I've kept the running and, for the most part, shed the depression. But recently someone described me as fragile. As in, “I’m worried about Kyra coping because she is so fragile." Actually, that was said two years ago. But it's taken me this long to articulate a response. Something like:
When every morning you wake up and think, “What’s the point? Why live?” and then have to claw your way up through nihilism and despair and into the realm of vitality and purpose and meaning or, if not that, at least into the realm of "What’s for breakfast?” then you will become a stronger person than you ever knew or possibly ever could have been without the depression.
As Alice’s Red Queen might say, if she were a Depressed Red Queen: I daresay you haven’t had much practice. Why, sometimes I’ve come up with as many as six reasons to live before breakfast.
It’s this practice that makes for strength, for resiliency to all kinds of hardships. Coping with depression helped prepare me for racing Ironmans. Eight hours into a race, I can focus on how grateful I am to be here and that helps me both dig deep to find the best and strongest of myself—and to relax my face and smile.

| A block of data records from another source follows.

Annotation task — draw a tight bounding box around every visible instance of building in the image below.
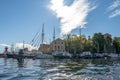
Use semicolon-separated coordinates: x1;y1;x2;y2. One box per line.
39;44;50;53
104;33;112;38
50;38;65;51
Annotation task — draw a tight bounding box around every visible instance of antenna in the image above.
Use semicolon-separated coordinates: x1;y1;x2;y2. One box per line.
41;24;44;44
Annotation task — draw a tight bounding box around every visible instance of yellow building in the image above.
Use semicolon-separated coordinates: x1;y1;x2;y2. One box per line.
39;44;50;53
50;38;65;51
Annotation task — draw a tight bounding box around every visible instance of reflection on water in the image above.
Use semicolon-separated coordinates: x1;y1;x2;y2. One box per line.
0;58;120;80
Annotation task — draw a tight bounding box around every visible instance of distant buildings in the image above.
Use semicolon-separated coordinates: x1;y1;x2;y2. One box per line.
50;38;65;51
39;38;65;53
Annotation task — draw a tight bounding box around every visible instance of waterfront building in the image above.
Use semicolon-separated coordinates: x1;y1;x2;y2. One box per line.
50;38;65;51
39;44;50;53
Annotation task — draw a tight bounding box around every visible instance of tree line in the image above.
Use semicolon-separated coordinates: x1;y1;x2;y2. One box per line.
64;32;120;54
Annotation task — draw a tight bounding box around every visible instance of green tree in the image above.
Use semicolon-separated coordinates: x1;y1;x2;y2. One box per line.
92;33;105;53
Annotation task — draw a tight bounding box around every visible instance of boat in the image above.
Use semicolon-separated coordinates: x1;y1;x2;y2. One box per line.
52;51;71;59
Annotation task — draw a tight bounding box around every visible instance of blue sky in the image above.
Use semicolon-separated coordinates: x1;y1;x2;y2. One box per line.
0;0;120;51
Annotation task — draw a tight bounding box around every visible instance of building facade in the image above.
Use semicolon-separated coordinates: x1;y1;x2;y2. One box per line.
39;44;50;53
50;38;65;51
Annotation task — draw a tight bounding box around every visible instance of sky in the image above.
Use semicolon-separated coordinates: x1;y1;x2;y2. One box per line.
0;0;120;51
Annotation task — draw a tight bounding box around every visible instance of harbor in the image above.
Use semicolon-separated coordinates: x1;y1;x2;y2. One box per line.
0;58;120;80
0;0;120;80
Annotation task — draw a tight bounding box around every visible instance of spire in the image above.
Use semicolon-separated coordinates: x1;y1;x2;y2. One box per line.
53;27;55;41
41;24;44;44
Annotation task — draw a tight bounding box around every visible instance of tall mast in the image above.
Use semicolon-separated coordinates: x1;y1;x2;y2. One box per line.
79;27;82;53
41;24;44;44
53;27;55;41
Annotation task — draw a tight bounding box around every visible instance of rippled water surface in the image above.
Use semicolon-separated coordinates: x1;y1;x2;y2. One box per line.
0;58;120;80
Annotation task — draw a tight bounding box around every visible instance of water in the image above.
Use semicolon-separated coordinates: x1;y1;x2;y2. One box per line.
0;58;120;80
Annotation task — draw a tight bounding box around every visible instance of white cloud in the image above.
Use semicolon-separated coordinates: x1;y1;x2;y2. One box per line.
15;43;38;51
108;0;120;10
108;0;120;18
109;10;120;18
50;0;96;34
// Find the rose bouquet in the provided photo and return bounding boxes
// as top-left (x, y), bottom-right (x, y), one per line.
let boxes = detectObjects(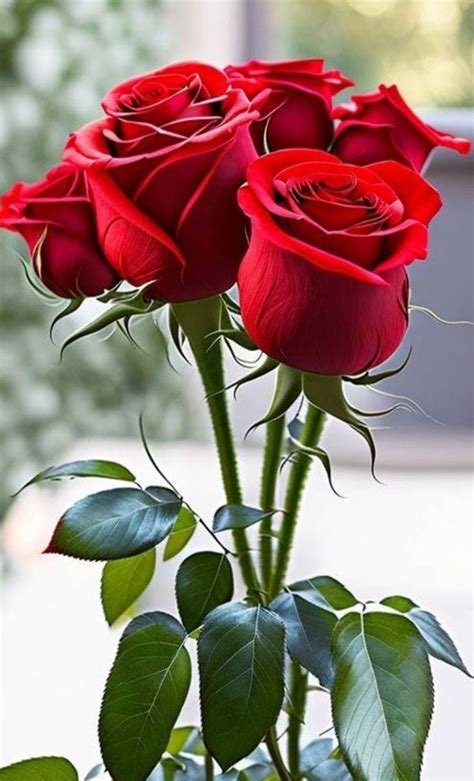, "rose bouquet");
top-left (0, 60), bottom-right (469, 781)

I feel truly euphoric when I’m doing a hard interval ride, pushing my limits but still sitting on that watts target. Or on the track, when I explode out of stillness with such power, with such lightness, and then hold on. Just to be in my body in this extreme way is a miracle.
Depression also prepared me for falling in love. And for being a mom.
In its wake, depression offers the chance to experience a kind of gratitude and love for yourself and others that's really quite profound.
Which is not to romanticize hardship in any way, absolutely not. In yoga, we've talked about this misconception that because it's hard it's more spiritual: As in, because I've been on this uncomfortable cushion for three hours and my back aches and I haven’t had breakfast, then I know I’m being like so super-duper spiritual right now.
Pain or tough moments don’t inherently make us wise and beautiful and strong. Rather, they make for fertile conditions—but we still have to get to work and till the soil. Van Gogh wasn’t a great artist because he had depression. He was a great artist because he used that suffering to fuel his work, to see and to love in ways that might not have been possible were he not also intimately familiar with the darkest parts of himself and of his life. I wonder if Van Gogh would have been able to express irises with such reverence and care if he were not also aware of how fortunate he was to be here to enjoy them?
We all grieve. It's just that depressed people have grief that's out of proportion. So we all have the capacity to channel grief into painting irises with reverence; but maybe it's that depressed people have more practice.
I reject this idea of fragile because it invites people to tip-toe around me. But that is the opposite of what I need. I need to be challenged and to be pushed, to be in awe of myself.
It astounds me how much work is required just to know and love ourselves. But isn't that the work that's most worth doing?